Hank, it’s sort of the same deal as getting ExxonMobil to stop selling gasoline. We have to stop using it before they stop selling it. With Gilles, it’s “stop replying.”
Daniel J. Andrews says
Thanks David, Bob, Brian. I’m less embarrassed about asking that question now but unfortunately am now more embarrassed at the failure of my Google skills. :-( –dan
Jim Bullis, Miastrada Co. says
Martin,
It seems fundamentally reasonable that the rate of heat going into the oceans would depend on surface temperature.

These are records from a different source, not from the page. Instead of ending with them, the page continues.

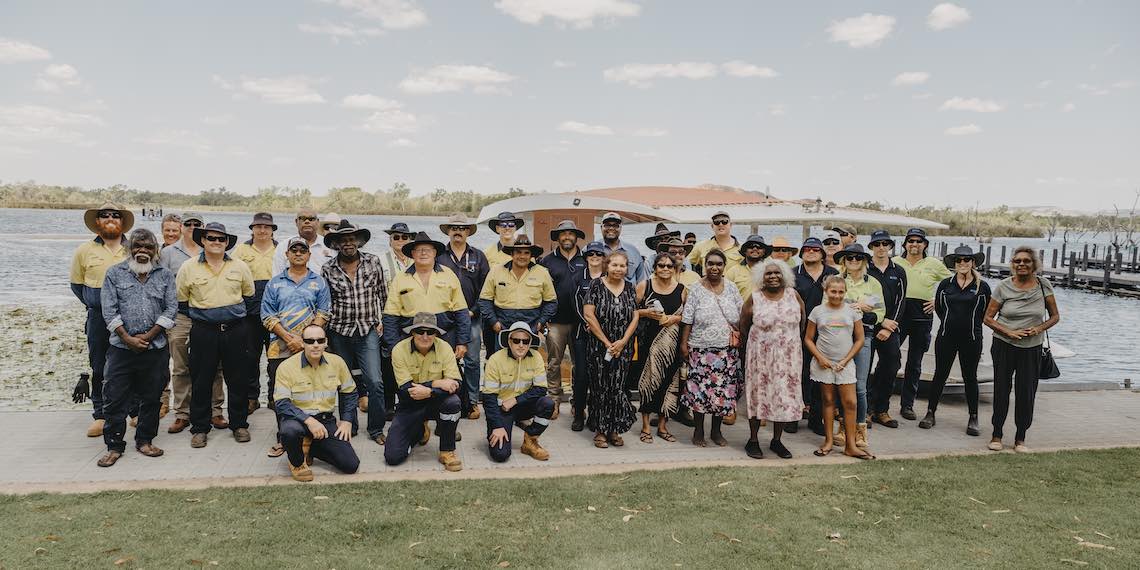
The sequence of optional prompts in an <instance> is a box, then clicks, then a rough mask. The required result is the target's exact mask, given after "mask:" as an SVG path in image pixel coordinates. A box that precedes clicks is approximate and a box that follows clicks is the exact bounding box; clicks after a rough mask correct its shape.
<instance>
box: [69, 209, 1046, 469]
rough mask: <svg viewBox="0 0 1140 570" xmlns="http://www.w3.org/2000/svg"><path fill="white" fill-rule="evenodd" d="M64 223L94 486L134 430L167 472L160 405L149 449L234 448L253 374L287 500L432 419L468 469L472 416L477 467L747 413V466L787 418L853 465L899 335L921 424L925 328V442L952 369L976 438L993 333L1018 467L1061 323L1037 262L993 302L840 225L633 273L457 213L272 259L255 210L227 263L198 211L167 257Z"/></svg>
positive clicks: (614, 229)
mask: <svg viewBox="0 0 1140 570" xmlns="http://www.w3.org/2000/svg"><path fill="white" fill-rule="evenodd" d="M84 222H86V223H87V227H88V228H89V229H90V230H91V231H92V233H93V234H95V235H96V236H95V238H93V239H92V241H90V242H86V243H83V244H82V245H81V246H80V247H79V249H78V250H76V252H75V255H74V259H73V264H72V271H71V283H72V290H73V292H74V293H75V295H76V298H79V299H80V301H81V302H83V304H84V306H86V307H87V309H88V318H87V325H86V333H87V339H88V353H89V359H90V365H91V369H92V374H91V377H90V383H88V381H87V378H82V380H81V381H80V383H79V384H78V385H76V386H75V390H74V392H73V398H74V399H75V400H76V401H81V400H83V399H84V398H87V397H90V399H91V401H92V405H93V413H92V417H93V421H92V424H91V425H90V427H89V429H88V435H89V437H99V435H101V437H103V438H104V441H105V443H106V447H107V453H106V455H104V456H103V457H101V458H100V459H99V462H98V464H99V465H100V466H111V465H114V464H115V462H116V461H117V459H119V458H120V457H121V456H122V455H123V453H124V449H125V431H127V424H128V421H129V422H130V423H131V424H132V425H136V432H135V445H136V449H137V450H138V451H139V453H141V454H144V455H146V456H150V457H157V456H161V455H163V450H162V449H160V448H158V447H156V446H155V445H154V440H155V438H156V433H157V427H158V418H160V417H163V416H165V415H166V414H168V413H169V412H170V410H173V412H174V414H176V418H174V421H173V423H172V424H171V425H170V427H169V430H168V432H170V433H179V432H181V431H184V430H186V429H187V427H189V430H190V433H192V438H190V447H193V448H202V447H205V446H206V445H207V442H209V434H210V433H211V431H212V430H213V429H219V430H226V429H228V430H230V432H231V435H233V437H234V439H235V440H236V441H237V442H247V441H250V439H251V437H250V432H249V421H247V418H249V415H250V414H252V413H254V412H255V410H257V409H259V408H260V407H261V401H260V394H261V380H260V378H261V372H260V369H259V367H260V361H261V357H262V356H264V357H266V358H267V361H268V366H267V370H266V376H267V393H268V398H267V401H268V406H269V408H270V409H271V410H272V412H274V414H275V415H276V420H277V422H276V426H277V437H276V443H275V445H274V446H272V447H271V448H270V449H269V450H268V454H269V455H270V456H271V457H279V456H283V455H284V456H286V458H287V462H288V466H290V470H291V473H292V477H293V478H294V479H296V480H299V481H309V480H312V477H314V475H312V471H311V470H310V469H309V465H311V464H312V459H314V458H320V459H321V461H325V462H327V463H329V464H331V465H333V466H334V467H336V469H337V470H340V471H342V472H345V473H352V472H355V471H356V470H357V469H358V466H359V458H358V457H357V455H356V453H355V450H353V448H352V446H351V443H350V440H351V438H352V437H353V435H357V433H358V431H359V429H360V423H364V430H365V432H366V433H367V437H368V439H369V440H372V441H374V442H375V443H377V445H381V446H383V447H384V451H383V455H384V461H385V462H386V463H388V464H390V465H398V464H400V463H404V462H405V461H407V458H408V457H409V456H410V454H412V453H413V450H414V449H415V447H417V446H425V445H427V443H429V442H430V441H431V434H432V423H433V422H434V430H435V435H437V437H438V439H439V445H438V458H439V462H440V463H441V464H442V466H443V469H446V470H447V471H459V470H462V469H463V463H462V461H461V459H459V457H458V456H457V454H456V453H455V449H456V441H458V440H459V434H458V432H457V426H458V422H459V420H461V418H464V417H465V418H467V420H479V418H480V417H481V416H484V421H486V424H487V438H486V445H487V449H488V454H489V456H490V457H491V458H492V459H494V461H497V462H504V461H507V459H508V458H510V456H511V453H512V434H513V431H514V427H516V426H518V427H520V429H521V430H522V432H523V442H522V446H521V448H520V453H522V454H524V455H529V456H531V457H532V458H535V459H538V461H545V459H547V458H548V457H549V453H548V451H547V450H546V449H545V448H543V446H541V445H540V443H539V438H540V435H541V434H543V432H544V431H545V430H546V429H547V427H548V426H549V424H551V422H552V421H555V420H557V417H559V414H560V405H561V404H562V402H563V401H570V412H571V421H570V427H571V430H572V431H583V430H586V429H588V430H589V431H591V432H593V442H594V445H595V447H597V448H609V447H621V446H624V445H625V441H624V439H622V434H624V433H626V432H628V431H629V430H630V429H632V427H633V425H634V423H635V421H636V420H637V415H638V414H640V415H641V429H640V433H638V440H640V441H641V442H644V443H652V442H653V441H654V439H660V440H662V441H666V442H674V441H676V440H677V438H676V435H675V434H674V433H673V432H671V431H670V427H669V422H670V421H671V420H676V421H677V422H679V423H682V424H684V425H689V426H692V429H693V432H692V438H691V441H692V443H693V445H695V446H700V447H706V446H708V445H709V441H711V443H712V445H716V446H726V445H727V441H726V440H725V438H724V434H723V427H722V426H723V425H725V424H732V423H734V422H735V420H736V402H738V401H739V400H740V399H741V398H744V409H746V412H747V415H748V422H749V433H750V437H749V439H748V442H747V443H746V446H744V451H746V453H747V455H749V456H750V457H757V458H759V457H763V455H764V454H763V450H762V449H760V442H759V430H760V427H763V426H764V425H766V424H767V423H771V424H772V437H771V440H769V442H768V446H767V447H768V449H769V450H771V451H773V453H774V454H776V455H777V456H780V457H784V458H788V457H791V453H790V451H789V450H788V448H787V447H785V446H784V445H783V443H782V442H781V437H782V434H783V433H784V432H795V431H796V430H797V429H798V425H799V422H800V421H801V420H807V425H808V427H809V429H812V430H813V431H815V432H816V433H819V434H820V435H822V437H823V438H824V441H823V443H822V445H821V446H820V448H819V449H816V450H815V454H816V455H820V456H823V455H828V454H830V453H831V450H832V448H833V446H841V447H842V449H844V454H846V455H848V456H852V457H858V458H873V455H872V454H871V453H870V449H869V447H870V446H869V442H868V429H870V426H871V425H872V423H876V424H880V425H884V426H887V427H897V426H898V425H899V424H898V421H896V420H894V418H891V417H890V415H889V413H888V408H889V402H890V398H891V393H893V390H894V385H895V378H896V375H897V373H898V370H899V368H901V367H903V363H902V358H901V345H902V344H903V343H905V342H906V341H907V340H909V341H910V344H909V349H907V359H906V365H905V370H904V378H903V389H902V401H901V409H899V415H901V416H902V417H904V418H906V420H911V421H914V420H917V415H915V413H914V402H915V396H917V393H918V385H919V384H918V382H919V376H920V374H921V363H922V355H923V353H925V352H926V351H927V349H928V347H929V343H930V337H931V333H933V326H931V324H933V315H934V314H937V316H938V318H939V327H938V329H937V331H936V332H934V334H935V356H936V363H937V365H936V369H935V372H934V382H933V384H931V393H930V398H929V404H928V408H927V413H926V415H925V417H923V418H922V421H921V422H920V423H919V426H920V427H923V429H930V427H934V425H935V422H936V421H935V417H936V412H937V407H938V401H939V399H941V394H942V391H943V388H944V385H945V382H946V378H947V376H948V374H950V368H951V366H952V364H953V360H954V358H955V357H956V358H958V359H959V363H960V368H961V372H962V377H963V380H964V383H966V386H967V401H968V405H969V412H970V416H969V422H968V425H967V433H969V434H971V435H977V434H979V433H980V427H979V425H978V409H977V408H978V396H977V393H978V390H977V366H978V360H979V358H980V352H982V327H983V326H987V327H990V328H992V329H993V331H994V342H993V348H992V351H993V360H994V373H995V398H994V410H993V439H992V441H991V443H990V448H991V449H1001V448H1002V426H1003V424H1004V421H1005V416H1007V414H1008V408H1009V392H1010V390H1011V388H1013V386H1016V390H1015V393H1016V409H1015V424H1016V427H1017V434H1016V435H1015V441H1013V445H1015V449H1018V450H1025V449H1026V447H1025V438H1026V431H1027V430H1028V427H1029V424H1031V423H1032V420H1033V399H1034V394H1035V390H1036V382H1037V378H1036V376H1037V369H1036V366H1037V361H1039V360H1040V358H1039V357H1040V352H1041V341H1042V334H1043V333H1044V331H1047V329H1048V328H1049V327H1051V326H1053V325H1055V324H1056V323H1057V321H1058V319H1059V314H1058V311H1057V304H1056V301H1055V300H1053V296H1052V288H1051V287H1050V286H1049V283H1048V282H1047V280H1042V279H1040V278H1037V277H1036V266H1037V260H1036V257H1035V254H1034V252H1033V251H1032V250H1031V249H1028V247H1020V249H1017V250H1016V251H1015V253H1013V258H1012V266H1011V268H1012V275H1011V277H1010V278H1008V279H1004V280H1002V282H1001V283H999V285H998V286H995V287H993V290H991V287H990V286H988V285H987V284H986V283H985V282H984V280H983V279H982V277H980V275H979V274H978V271H977V269H976V267H977V266H978V264H979V263H982V260H983V254H982V253H974V252H971V251H970V250H969V249H968V247H959V249H958V250H955V251H954V252H953V253H952V254H950V255H947V257H946V258H945V259H943V260H936V259H933V258H929V257H927V252H926V250H927V247H928V246H929V243H928V242H927V238H926V234H925V233H923V231H922V230H921V229H919V228H912V229H910V230H907V233H906V236H905V237H904V239H903V246H904V247H903V250H904V252H903V254H902V255H897V257H893V255H891V254H893V252H894V250H895V242H894V239H893V238H891V236H890V235H889V234H888V233H887V231H886V230H876V231H873V233H872V234H871V239H870V243H869V247H870V250H871V253H868V252H866V251H865V250H864V247H863V246H861V245H858V244H856V243H855V241H856V234H855V228H853V227H850V226H847V225H838V226H837V227H833V228H831V229H828V230H827V231H825V233H824V235H823V237H822V239H820V238H816V237H809V238H807V239H805V241H804V243H803V245H801V246H800V247H798V249H797V247H793V246H792V245H791V244H790V243H789V242H788V241H787V239H785V238H782V237H777V238H775V239H773V242H772V244H768V243H766V242H765V239H764V238H763V237H762V236H759V235H752V236H749V237H748V238H747V239H746V241H744V242H743V243H739V242H738V241H736V238H735V237H733V235H732V220H731V217H730V214H728V213H727V212H724V211H722V212H717V213H716V214H714V215H712V218H711V226H710V228H711V230H712V236H711V237H710V238H708V239H706V241H703V242H698V241H697V236H695V235H692V234H690V235H687V236H685V238H682V236H681V233H679V231H676V230H669V229H668V228H667V227H665V226H663V225H658V228H657V230H655V231H654V234H653V235H652V236H650V237H649V238H646V239H645V245H646V246H648V247H649V249H650V250H651V251H652V252H653V254H652V255H650V257H648V258H646V257H644V255H643V254H642V253H641V251H640V249H638V247H637V246H636V245H634V244H632V243H629V242H627V241H622V239H621V230H622V219H621V217H620V215H619V214H617V213H613V212H610V213H606V214H605V215H603V217H602V219H601V236H602V239H600V241H596V242H589V243H584V242H585V238H586V231H584V230H583V229H580V228H578V227H577V226H576V225H575V222H573V221H570V220H565V221H562V222H561V223H559V225H557V226H556V227H555V228H554V229H552V230H551V233H549V241H551V243H552V244H554V247H553V250H552V251H549V252H544V249H543V247H541V246H539V245H537V244H535V243H534V242H531V239H530V238H529V237H528V236H527V234H526V233H523V231H521V230H523V229H524V223H526V222H524V220H523V219H522V218H521V217H518V215H515V214H513V213H511V212H503V213H500V214H499V215H497V217H495V218H492V219H490V220H489V221H488V222H487V228H488V229H489V230H490V231H492V233H495V234H496V235H497V237H498V238H497V239H496V242H495V243H494V244H492V245H490V246H489V247H487V249H486V250H482V251H480V250H478V249H474V247H472V246H470V245H469V244H467V239H469V238H470V237H471V236H472V235H473V234H475V231H477V230H478V229H479V226H477V225H475V223H474V222H473V221H471V220H469V219H467V218H466V217H465V215H462V214H455V215H453V217H450V218H449V219H448V220H447V221H446V222H445V223H441V225H440V227H439V229H440V233H441V234H442V235H443V236H446V239H445V241H437V239H433V238H432V237H431V236H430V235H427V234H426V233H424V231H413V230H410V229H409V228H408V226H407V225H406V223H402V222H397V223H393V225H392V226H391V227H390V228H388V229H385V230H384V233H385V234H388V236H389V245H390V247H389V249H388V250H386V251H384V253H382V254H378V255H377V254H373V253H368V252H365V251H363V249H364V247H365V245H366V244H367V243H368V242H369V241H370V239H372V233H370V230H368V229H367V228H361V227H358V226H356V225H353V223H352V222H351V221H349V220H347V219H342V218H341V217H339V215H336V214H326V215H325V217H318V214H317V212H315V211H312V210H310V209H302V210H301V211H299V212H298V214H296V217H295V219H294V225H295V228H296V233H295V235H292V236H288V237H286V238H282V239H278V238H277V237H276V233H277V230H278V226H277V225H276V223H275V221H274V217H272V215H271V214H269V213H257V214H254V215H253V217H252V220H251V222H250V225H249V228H250V238H249V239H246V241H244V242H243V243H241V244H239V243H238V242H239V237H238V236H237V235H236V234H233V233H229V231H228V230H227V228H226V227H225V226H223V225H222V223H219V222H210V223H205V222H204V219H203V217H202V215H201V214H197V213H194V212H185V213H184V214H182V215H176V214H168V215H165V217H164V218H163V220H162V237H161V243H160V238H158V237H157V236H155V235H154V234H153V233H152V231H149V230H147V229H143V228H135V229H132V226H133V214H132V213H131V212H130V211H129V210H125V209H123V207H120V206H117V205H115V204H104V205H101V206H100V207H97V209H91V210H88V211H87V212H86V214H84ZM544 253H545V254H544ZM797 258H798V259H797ZM568 352H569V355H570V363H569V364H570V366H569V368H570V378H565V380H567V382H564V378H563V374H562V368H563V358H564V355H565V353H568ZM876 356H877V357H878V365H877V366H876V367H874V369H873V370H872V360H873V359H874V357H876ZM567 384H569V388H570V391H571V393H572V397H571V398H568V397H567V394H565V391H564V389H565V388H567ZM630 394H636V396H635V398H632V397H630ZM633 400H636V401H637V407H636V408H635V407H634V404H633ZM223 406H225V414H223V410H222V407H223ZM358 413H359V414H365V415H366V418H363V420H361V418H358ZM705 416H709V423H708V424H709V425H708V432H706V422H705ZM837 421H838V427H837V429H834V430H833V429H832V425H833V423H836V422H837ZM389 422H391V425H390V426H389V427H388V430H386V432H385V425H386V424H388V423H389ZM654 426H655V431H654V429H653V427H654ZM706 433H707V435H706Z"/></svg>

However, it looks like you and Stefan do not take into account the process whereby the global temperature, at the surface, would be reduced by the fact of heat going into the oceans. Is that true?

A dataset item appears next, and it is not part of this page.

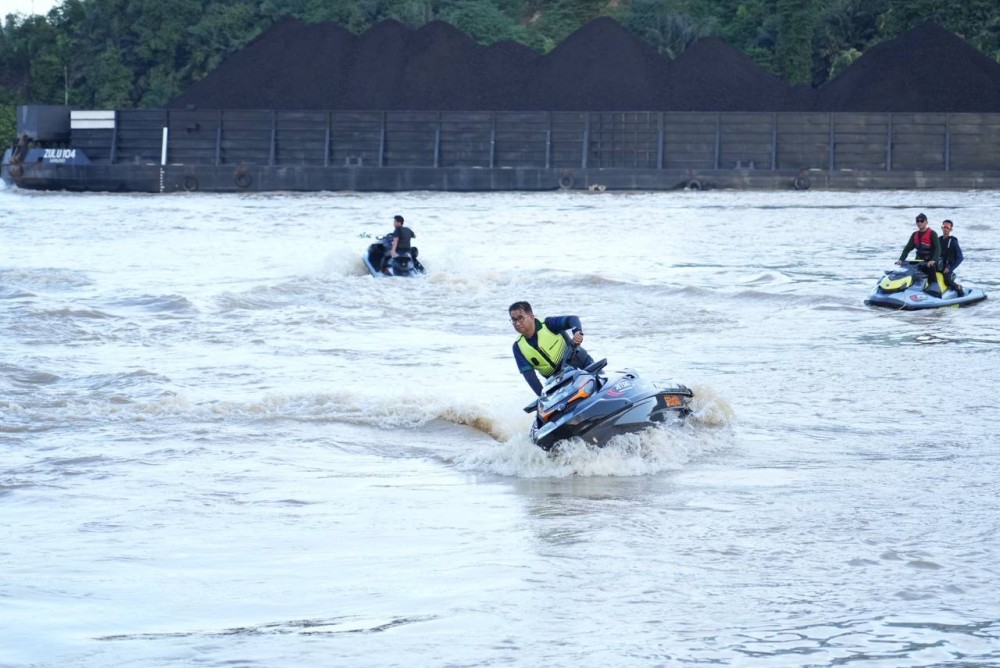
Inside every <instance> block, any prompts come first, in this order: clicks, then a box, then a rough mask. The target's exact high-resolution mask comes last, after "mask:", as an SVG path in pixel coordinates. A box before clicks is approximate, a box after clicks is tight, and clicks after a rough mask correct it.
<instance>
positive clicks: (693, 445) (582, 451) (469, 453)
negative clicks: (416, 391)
mask: <svg viewBox="0 0 1000 668" xmlns="http://www.w3.org/2000/svg"><path fill="white" fill-rule="evenodd" d="M732 444H733V437H732V434H731V433H730V432H728V431H713V430H706V429H698V428H693V427H691V426H683V427H679V426H671V427H659V428H652V429H647V430H645V431H642V432H639V433H636V434H623V435H620V436H616V437H614V438H613V439H611V441H610V442H609V443H608V444H607V445H606V446H604V447H602V448H595V447H593V446H590V445H588V444H587V443H584V442H583V441H580V440H575V439H574V440H569V441H563V442H561V443H559V444H557V446H556V447H555V448H553V449H552V451H551V452H546V451H544V450H542V449H541V448H539V447H537V446H536V445H535V444H534V443H532V442H531V439H530V438H529V437H528V434H527V432H525V433H524V434H522V435H520V436H516V437H514V438H511V439H510V440H508V441H507V442H505V443H502V444H499V445H497V446H496V447H489V448H479V449H477V450H475V451H473V452H469V453H465V454H460V455H457V456H455V457H454V463H455V465H456V466H457V467H459V468H460V469H463V470H467V471H478V472H482V473H492V474H495V475H501V476H512V477H519V478H569V477H574V476H579V477H602V476H615V477H632V476H644V475H654V474H657V473H663V472H665V471H676V470H679V469H682V468H683V467H684V466H685V465H686V464H687V463H688V462H690V461H691V460H693V459H697V458H698V457H699V456H702V455H705V454H708V453H710V452H714V451H717V450H720V449H724V448H729V447H732Z"/></svg>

I continue to think that the global temperature increase will be moderated by heat going into the oceans. Deeper ocean tempertures will continue to rise at a rate needed to keep weather somewhat under control. And of course, this will drive sea levels ever higher.
Gilles says
Hank and Doug : I just post comments about what seems to me interesting, and sometimes erroneous. Possibly the fact that the conclusion is often “ehmm, I’m not sure it’s a good idea to stop now the use of fossil fuels” may be simply due to a frequent occurence of the opposite statement “oh we should obviously stop using fossil fuels” which may not be sustained by a real logical argument and biased by some prejudice- but if my argument about the long timescale is incorrect, I think you have here the opportunity of explaining why.
Hank Roberts says
Ocean pH rate of change, Gilles. Forgetting all else, that’s enough reason to stop burning carbon. You can look this stuff up.
Doug Bostrom says
Gilles says: 8 April 2010 at 7:34 PM
Find a mirror and argue away.
Martin Vermeer says
Jim #95:
Jim, I don’t think so. GIStemp are air temperatures a couple m above the land surface, and something more complicated involving both air and surface temps over the oceans, see Hansen et al. 1996. Above the ocean, air temps closely track water surface temperatures. If T changes abruptly, a heat flux into the ocean is established that rapidly (few years, much shorter than the smoothing time scale of 15 years we use) brings the surface (mixed) layer temperature up to the new equilibrium value, following roughly an exponential decay; and the measured air temperatures will do the same. This rapid-response behaviour is approximated by the b dT/dt term.
I remember I had a detailed description of this (though not quite this one) in an early draft, but it fell by the wayside.
And you would continue to think right… this is incorporated in the “secular” a (T – T0) term. The coefficient we found for this deep-ocean part from model runs was around 0.08 cm/year/degree.
Gilles says
97. Hank: well – that’s another topics, but that could be an argument indeed. But then you have to state explicitly the amount of carbon above which the acidification of oceans become a problem worse than stopping fossil fuels. It may exist – the problem is only to convince people it is reached.